Welcome to the first of what will be a monthly feature, where we turn lemons (journalists’ complaints about bad PR pitches) into lemonade (takeaways that help you improve your media relationships).
The journalists’ tweets below come from Muck Rack’s monthly feature, This Month in Bad PR Pitches.
And you can get way more insights into boosting your media placements and improving media relationships through the FREE media pitching certification course that Muck Rack and I just launched last week.
It’s so great that journalists are willing to give us this real-time feedback. Every single one of the tweets that follows is a perfect depiction of how not to pitch each particular journalist who tweeted it. But not all of them are generalizable across all journalists. I’ll tell you the difference.
Although there are some fun tweets about the glut of coronavirus/COVID-19 pitches, I’m not going to address those because I already did last month.
Oh my god do not dm me on Insta to follow up on a pr pitch you sent me please!!!
— Sara (@sarakbelcher) March 9, 2020
She didn’t like getting follow-up in her social direct messages.
Don’t follow up with THIS journalist this way. But I know PR pros who do this and get replies like, “Oh, I’m so glad you DM’ed me, my inbox is overwhelmed and I would have missed this otherwise.” How can you predict the difference?
First, you would only engage with a journalist on social if they use it to promote their work. That is, it’s clear that they view it as an outlet for their professional side. If they keep it to personal topics, then leave them alone there (until you go to lunch together and/or develop a relationship).
Second, you would ONLY follow up this creatively if you are absolutely sure that your topic is a good fit for them and that they would miss an opportunity if they weren’t aware of it.
Just so you know, if you send me a PR pitch about what a brand is doing for International Women's Day/Women's History Month, I'm going to look up what that brand's board of directors/leadership team looks like.
— Marisa (@mar_to_go) March 2, 2020
All pr pitches for Women's history month inevitably end like this: buy this piece of crap you don't need because it's made by a woman owned company.
— Kirsten Fleming (@KirFlem) March 5, 2020
Journalists are cynical about IWD/WHM pitches. Guess what? They are cynical about everything. That’s their job.
But it would be rash to assume that you should avoid pitching around this. Just take care to focus on a substantive step your organization is taking. Even if your board/C-suite doesn’t have the gender diversity it ought to yet, if you’re doing something meaningful to get there, it’s okay to push it out. If you’re woman-owned AND that fact significantly impacts the way your company runs, that’s okay, too.
Today has been a banner day for misguided PR pitches on topics I have never covered, including such buzzy topics ass….
— Tim Stevens (@Tim_Stevens) February 20, 2020
Beat reporters, don’t you just love a PR pitch that’s identical to the story you JUST did (with zero acknowledgement you already covered)?
— Rebecca Jarvis (@RebeccaJarvis) February 21, 2020
If you follow these tweets month after month, you see some journalists who are just flat-out anti-PR. But most of them, like these two, acknowledge that pitches are going to come, but demonstrate the totally appropriate expectation that we’ll be familiar with their work before we press send.
Review your targets’ recent work before pitching to make sure what you’re sending is relevant.
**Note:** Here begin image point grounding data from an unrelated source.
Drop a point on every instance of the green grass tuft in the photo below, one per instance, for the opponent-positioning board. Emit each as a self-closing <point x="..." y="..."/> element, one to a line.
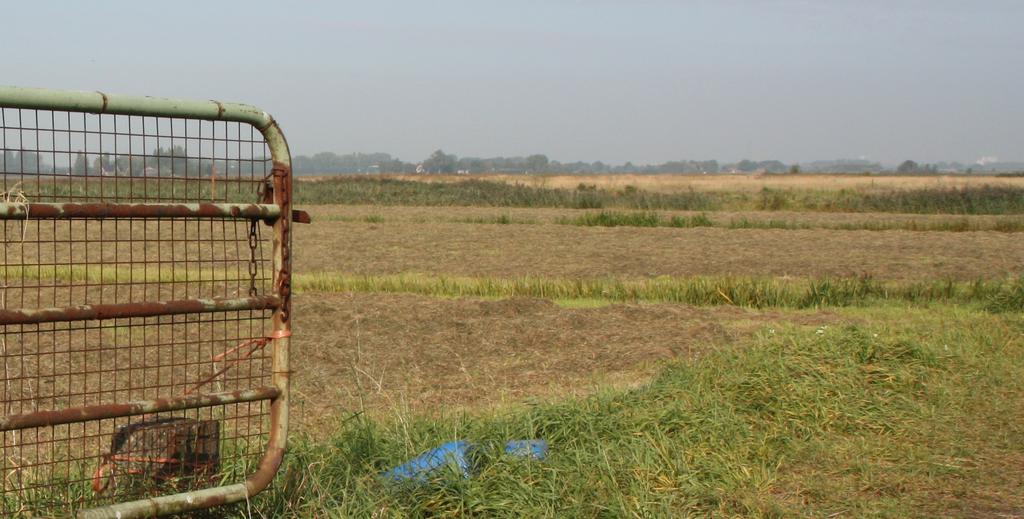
<point x="910" y="416"/>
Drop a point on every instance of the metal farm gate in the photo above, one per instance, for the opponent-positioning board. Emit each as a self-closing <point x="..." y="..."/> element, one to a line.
<point x="144" y="303"/>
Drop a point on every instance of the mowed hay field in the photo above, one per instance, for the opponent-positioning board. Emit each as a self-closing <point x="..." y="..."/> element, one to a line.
<point x="730" y="361"/>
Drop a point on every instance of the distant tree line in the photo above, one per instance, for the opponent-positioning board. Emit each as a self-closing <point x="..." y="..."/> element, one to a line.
<point x="174" y="161"/>
<point x="442" y="163"/>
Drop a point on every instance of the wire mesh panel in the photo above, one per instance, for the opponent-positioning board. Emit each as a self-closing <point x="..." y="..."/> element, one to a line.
<point x="143" y="301"/>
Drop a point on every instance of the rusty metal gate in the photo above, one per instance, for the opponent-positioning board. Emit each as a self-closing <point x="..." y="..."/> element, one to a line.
<point x="144" y="303"/>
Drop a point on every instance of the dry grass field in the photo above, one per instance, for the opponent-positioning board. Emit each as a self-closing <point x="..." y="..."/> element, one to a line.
<point x="808" y="362"/>
<point x="402" y="353"/>
<point x="730" y="182"/>
<point x="565" y="251"/>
If it’s similar to something they’ve covered recently, point out how it propels their previous story forward. If your boss makes you mass pitch so many journalists that you “don’t have time” to do it this way, do it anyway and save time by cutting time from something else. Otherwise you’re just breeding enemies you don’t need.
The three things that will survive after the apocalypse are cockroaches, Twinkies and PR pitches about CBD.
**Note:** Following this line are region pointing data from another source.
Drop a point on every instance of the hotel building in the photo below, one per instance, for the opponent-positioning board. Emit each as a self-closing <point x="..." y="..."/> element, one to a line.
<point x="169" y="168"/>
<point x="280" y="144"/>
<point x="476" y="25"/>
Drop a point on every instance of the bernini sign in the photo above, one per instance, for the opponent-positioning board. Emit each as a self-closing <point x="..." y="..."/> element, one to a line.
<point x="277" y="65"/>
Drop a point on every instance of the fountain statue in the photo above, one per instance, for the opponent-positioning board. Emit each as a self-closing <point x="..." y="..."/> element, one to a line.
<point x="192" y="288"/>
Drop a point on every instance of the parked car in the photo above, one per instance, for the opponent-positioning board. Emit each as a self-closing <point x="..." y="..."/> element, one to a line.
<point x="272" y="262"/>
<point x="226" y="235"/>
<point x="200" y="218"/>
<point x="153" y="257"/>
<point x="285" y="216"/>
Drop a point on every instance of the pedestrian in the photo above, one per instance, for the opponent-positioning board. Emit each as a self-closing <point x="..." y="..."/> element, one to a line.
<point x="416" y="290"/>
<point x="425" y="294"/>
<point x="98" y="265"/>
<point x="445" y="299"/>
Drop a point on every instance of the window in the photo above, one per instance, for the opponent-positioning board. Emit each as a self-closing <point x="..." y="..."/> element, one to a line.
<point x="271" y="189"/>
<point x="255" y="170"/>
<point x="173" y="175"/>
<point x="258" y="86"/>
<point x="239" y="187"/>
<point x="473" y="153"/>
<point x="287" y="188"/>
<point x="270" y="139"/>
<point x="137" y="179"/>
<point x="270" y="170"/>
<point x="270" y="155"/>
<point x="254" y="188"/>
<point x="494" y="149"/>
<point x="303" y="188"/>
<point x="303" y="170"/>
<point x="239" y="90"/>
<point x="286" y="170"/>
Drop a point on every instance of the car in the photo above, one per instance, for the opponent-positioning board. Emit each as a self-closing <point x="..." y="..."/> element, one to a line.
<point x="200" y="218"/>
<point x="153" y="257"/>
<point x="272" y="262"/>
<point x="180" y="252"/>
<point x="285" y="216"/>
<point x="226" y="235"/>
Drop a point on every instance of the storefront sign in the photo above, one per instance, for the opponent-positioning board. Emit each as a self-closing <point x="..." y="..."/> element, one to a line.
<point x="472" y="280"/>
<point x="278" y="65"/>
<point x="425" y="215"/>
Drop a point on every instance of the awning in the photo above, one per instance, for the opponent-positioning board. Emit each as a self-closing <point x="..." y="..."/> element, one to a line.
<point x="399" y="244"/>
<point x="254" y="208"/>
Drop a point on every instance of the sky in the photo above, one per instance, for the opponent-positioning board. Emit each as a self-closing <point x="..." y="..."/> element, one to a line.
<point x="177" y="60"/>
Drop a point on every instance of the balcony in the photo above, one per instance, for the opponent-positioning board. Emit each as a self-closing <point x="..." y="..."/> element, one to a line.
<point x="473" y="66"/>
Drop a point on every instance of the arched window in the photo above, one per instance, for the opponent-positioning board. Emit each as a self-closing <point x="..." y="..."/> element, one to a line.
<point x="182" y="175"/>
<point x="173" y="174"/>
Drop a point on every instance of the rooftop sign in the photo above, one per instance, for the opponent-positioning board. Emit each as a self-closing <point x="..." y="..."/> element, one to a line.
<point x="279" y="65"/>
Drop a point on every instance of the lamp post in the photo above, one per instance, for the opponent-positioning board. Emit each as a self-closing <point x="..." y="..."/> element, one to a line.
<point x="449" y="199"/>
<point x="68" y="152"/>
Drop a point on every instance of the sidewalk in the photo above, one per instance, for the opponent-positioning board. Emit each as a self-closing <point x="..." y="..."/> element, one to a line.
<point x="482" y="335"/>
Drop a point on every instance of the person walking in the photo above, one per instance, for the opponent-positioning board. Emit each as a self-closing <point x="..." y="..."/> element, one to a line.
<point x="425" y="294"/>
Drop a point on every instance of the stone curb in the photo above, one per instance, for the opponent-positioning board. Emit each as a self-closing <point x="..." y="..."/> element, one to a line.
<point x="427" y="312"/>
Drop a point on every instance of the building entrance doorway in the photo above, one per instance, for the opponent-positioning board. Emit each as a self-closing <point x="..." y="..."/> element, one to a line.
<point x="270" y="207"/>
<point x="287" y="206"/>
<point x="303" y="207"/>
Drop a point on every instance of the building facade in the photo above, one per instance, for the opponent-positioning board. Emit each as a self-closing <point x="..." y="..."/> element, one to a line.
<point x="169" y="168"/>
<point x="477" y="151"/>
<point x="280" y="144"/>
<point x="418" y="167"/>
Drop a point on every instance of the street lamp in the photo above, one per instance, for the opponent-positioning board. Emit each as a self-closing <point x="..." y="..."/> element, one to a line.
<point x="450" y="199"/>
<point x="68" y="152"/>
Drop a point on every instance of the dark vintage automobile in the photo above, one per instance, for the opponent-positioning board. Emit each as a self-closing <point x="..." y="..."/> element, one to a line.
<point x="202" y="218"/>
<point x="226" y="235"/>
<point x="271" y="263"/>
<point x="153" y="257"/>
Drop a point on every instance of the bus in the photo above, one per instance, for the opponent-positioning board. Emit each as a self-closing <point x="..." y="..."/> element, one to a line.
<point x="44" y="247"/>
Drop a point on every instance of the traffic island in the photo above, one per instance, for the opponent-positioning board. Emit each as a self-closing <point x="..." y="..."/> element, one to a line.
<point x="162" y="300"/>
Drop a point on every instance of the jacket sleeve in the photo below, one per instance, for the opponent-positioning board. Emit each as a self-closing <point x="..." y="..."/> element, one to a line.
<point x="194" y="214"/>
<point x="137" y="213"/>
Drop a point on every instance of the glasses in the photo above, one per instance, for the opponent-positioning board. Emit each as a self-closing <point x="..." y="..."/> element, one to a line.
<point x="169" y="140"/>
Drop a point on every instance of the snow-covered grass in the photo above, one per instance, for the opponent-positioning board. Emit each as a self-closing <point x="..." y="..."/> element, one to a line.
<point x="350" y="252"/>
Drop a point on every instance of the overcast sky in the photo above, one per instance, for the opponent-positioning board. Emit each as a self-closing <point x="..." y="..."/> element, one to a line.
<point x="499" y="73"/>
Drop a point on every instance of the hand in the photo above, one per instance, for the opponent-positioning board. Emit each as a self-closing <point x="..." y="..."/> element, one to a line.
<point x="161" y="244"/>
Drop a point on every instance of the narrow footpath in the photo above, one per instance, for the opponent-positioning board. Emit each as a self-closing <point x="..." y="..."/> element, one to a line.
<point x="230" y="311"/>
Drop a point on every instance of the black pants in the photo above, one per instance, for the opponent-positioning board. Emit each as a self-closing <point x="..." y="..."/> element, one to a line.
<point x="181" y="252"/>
— Philip Bump (@pbump) April 8, 2020
Journalists get a lot of pitches about CBD. This has become an almost comical refrain through these tweets every month. If you go back a while, it was cryptocurrency. (You noticed both of these in the tweet above that listed off-topic pitches.) Going forward, they are going to be complaining about coronavirus/COVID-19 pitches.
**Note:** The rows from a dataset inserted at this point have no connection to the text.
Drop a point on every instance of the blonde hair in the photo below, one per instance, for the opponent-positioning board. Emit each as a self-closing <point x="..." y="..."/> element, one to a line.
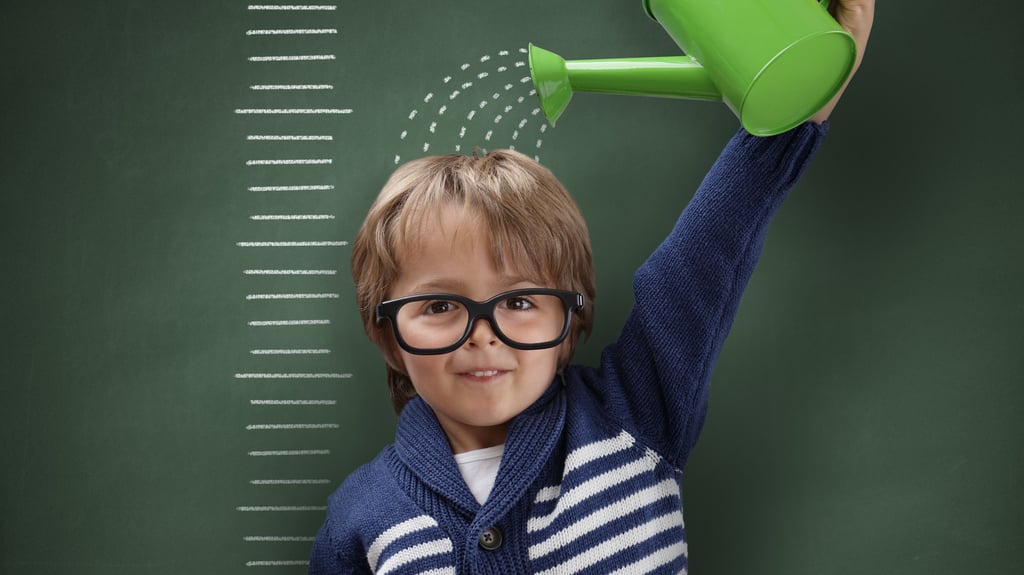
<point x="534" y="224"/>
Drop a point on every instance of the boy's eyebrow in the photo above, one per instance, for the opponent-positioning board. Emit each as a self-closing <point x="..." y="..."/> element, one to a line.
<point x="458" y="286"/>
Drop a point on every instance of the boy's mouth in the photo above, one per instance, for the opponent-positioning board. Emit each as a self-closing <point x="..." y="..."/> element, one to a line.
<point x="483" y="372"/>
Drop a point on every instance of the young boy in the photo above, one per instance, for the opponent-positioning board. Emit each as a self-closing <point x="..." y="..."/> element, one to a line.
<point x="474" y="277"/>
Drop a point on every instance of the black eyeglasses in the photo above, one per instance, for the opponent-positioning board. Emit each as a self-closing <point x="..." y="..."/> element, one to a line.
<point x="437" y="323"/>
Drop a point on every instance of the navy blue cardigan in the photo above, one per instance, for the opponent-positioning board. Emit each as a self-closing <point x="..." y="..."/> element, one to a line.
<point x="590" y="481"/>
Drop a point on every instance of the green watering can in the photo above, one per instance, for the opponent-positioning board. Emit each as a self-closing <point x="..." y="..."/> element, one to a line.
<point x="773" y="62"/>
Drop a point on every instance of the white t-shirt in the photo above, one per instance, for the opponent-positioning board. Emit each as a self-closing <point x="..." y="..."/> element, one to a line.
<point x="479" y="468"/>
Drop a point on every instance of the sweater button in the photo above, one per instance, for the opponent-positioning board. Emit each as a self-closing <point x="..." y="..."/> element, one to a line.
<point x="491" y="539"/>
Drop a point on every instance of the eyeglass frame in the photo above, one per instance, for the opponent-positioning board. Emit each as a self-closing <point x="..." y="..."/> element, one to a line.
<point x="573" y="302"/>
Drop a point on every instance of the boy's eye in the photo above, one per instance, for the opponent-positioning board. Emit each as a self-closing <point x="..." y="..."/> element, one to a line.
<point x="517" y="304"/>
<point x="436" y="307"/>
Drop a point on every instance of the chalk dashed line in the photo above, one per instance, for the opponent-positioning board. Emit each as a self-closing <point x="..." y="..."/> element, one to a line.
<point x="287" y="111"/>
<point x="293" y="7"/>
<point x="313" y="187"/>
<point x="275" y="538"/>
<point x="290" y="427"/>
<point x="291" y="244"/>
<point x="295" y="57"/>
<point x="291" y="87"/>
<point x="283" y="322"/>
<point x="290" y="271"/>
<point x="293" y="402"/>
<point x="271" y="137"/>
<point x="290" y="481"/>
<point x="317" y="351"/>
<point x="295" y="162"/>
<point x="290" y="217"/>
<point x="291" y="31"/>
<point x="252" y="297"/>
<point x="282" y="509"/>
<point x="290" y="453"/>
<point x="293" y="376"/>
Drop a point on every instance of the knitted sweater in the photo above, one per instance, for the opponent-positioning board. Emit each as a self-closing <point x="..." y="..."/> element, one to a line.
<point x="591" y="478"/>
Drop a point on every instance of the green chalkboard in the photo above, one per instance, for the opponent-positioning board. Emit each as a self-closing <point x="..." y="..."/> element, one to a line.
<point x="184" y="374"/>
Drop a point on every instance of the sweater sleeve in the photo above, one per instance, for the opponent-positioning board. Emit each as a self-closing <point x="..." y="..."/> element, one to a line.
<point x="656" y="374"/>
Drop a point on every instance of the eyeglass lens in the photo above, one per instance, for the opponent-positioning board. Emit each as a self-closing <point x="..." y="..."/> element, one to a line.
<point x="523" y="318"/>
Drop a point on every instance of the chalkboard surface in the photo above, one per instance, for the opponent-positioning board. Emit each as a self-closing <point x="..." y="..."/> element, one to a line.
<point x="184" y="374"/>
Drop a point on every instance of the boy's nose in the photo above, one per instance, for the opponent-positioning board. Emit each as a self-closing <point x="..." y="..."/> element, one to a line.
<point x="482" y="334"/>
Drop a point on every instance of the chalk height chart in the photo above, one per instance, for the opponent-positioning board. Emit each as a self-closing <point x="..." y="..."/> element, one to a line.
<point x="291" y="258"/>
<point x="292" y="381"/>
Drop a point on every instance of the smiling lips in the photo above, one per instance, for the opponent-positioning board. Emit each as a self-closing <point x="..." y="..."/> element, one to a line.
<point x="483" y="372"/>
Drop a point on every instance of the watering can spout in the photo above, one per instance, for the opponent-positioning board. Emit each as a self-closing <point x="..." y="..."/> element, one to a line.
<point x="773" y="62"/>
<point x="556" y="79"/>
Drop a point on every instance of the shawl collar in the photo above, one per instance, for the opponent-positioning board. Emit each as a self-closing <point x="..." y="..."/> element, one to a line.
<point x="423" y="448"/>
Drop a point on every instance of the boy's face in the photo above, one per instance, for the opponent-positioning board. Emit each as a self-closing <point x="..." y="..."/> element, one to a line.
<point x="477" y="389"/>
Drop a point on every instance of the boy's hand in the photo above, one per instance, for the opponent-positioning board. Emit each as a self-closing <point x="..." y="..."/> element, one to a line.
<point x="856" y="17"/>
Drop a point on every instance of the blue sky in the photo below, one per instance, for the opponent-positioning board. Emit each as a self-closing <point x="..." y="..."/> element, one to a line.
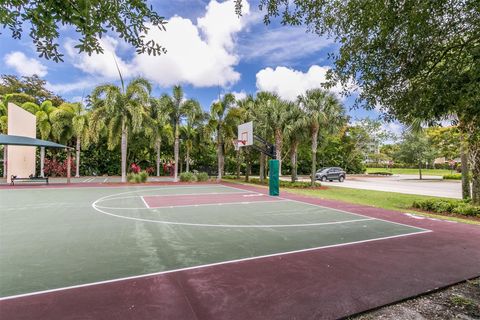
<point x="210" y="51"/>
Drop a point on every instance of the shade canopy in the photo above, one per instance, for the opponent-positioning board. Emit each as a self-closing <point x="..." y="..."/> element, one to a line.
<point x="6" y="139"/>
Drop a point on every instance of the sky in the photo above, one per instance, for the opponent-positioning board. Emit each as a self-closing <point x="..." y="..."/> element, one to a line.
<point x="211" y="51"/>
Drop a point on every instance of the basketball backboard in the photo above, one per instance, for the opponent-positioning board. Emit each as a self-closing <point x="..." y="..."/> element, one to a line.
<point x="245" y="134"/>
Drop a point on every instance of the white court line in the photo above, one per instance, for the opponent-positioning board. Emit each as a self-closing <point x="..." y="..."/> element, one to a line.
<point x="339" y="210"/>
<point x="191" y="205"/>
<point x="159" y="187"/>
<point x="145" y="202"/>
<point x="204" y="266"/>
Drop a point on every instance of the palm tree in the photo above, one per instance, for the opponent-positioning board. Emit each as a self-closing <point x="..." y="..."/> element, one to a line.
<point x="122" y="110"/>
<point x="295" y="131"/>
<point x="177" y="106"/>
<point x="44" y="124"/>
<point x="324" y="113"/>
<point x="223" y="121"/>
<point x="159" y="128"/>
<point x="71" y="120"/>
<point x="277" y="112"/>
<point x="194" y="115"/>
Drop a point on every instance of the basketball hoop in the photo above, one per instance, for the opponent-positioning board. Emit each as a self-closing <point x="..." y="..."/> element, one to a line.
<point x="237" y="143"/>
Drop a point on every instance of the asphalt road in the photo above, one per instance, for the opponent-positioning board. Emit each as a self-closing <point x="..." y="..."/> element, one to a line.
<point x="409" y="184"/>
It would be wrong to assume that you shouldn’t pitch around CBD or coronavirus. Obviously journalists need info that’s timely and topical. You just have the obligation to make sure your target journalist actually covers the topic, and that your proposed news has a point of distinction from whatever they’ve covered before. You can’t just throw the buzzy word onto old news and expect it to be fresh.
All of my favorite PR pitches start like this:
— Susan Campbell (@SusanCampbellTV) February 18, 2020
Journalists hate mail merge. Makes them feel like cogs in a machine.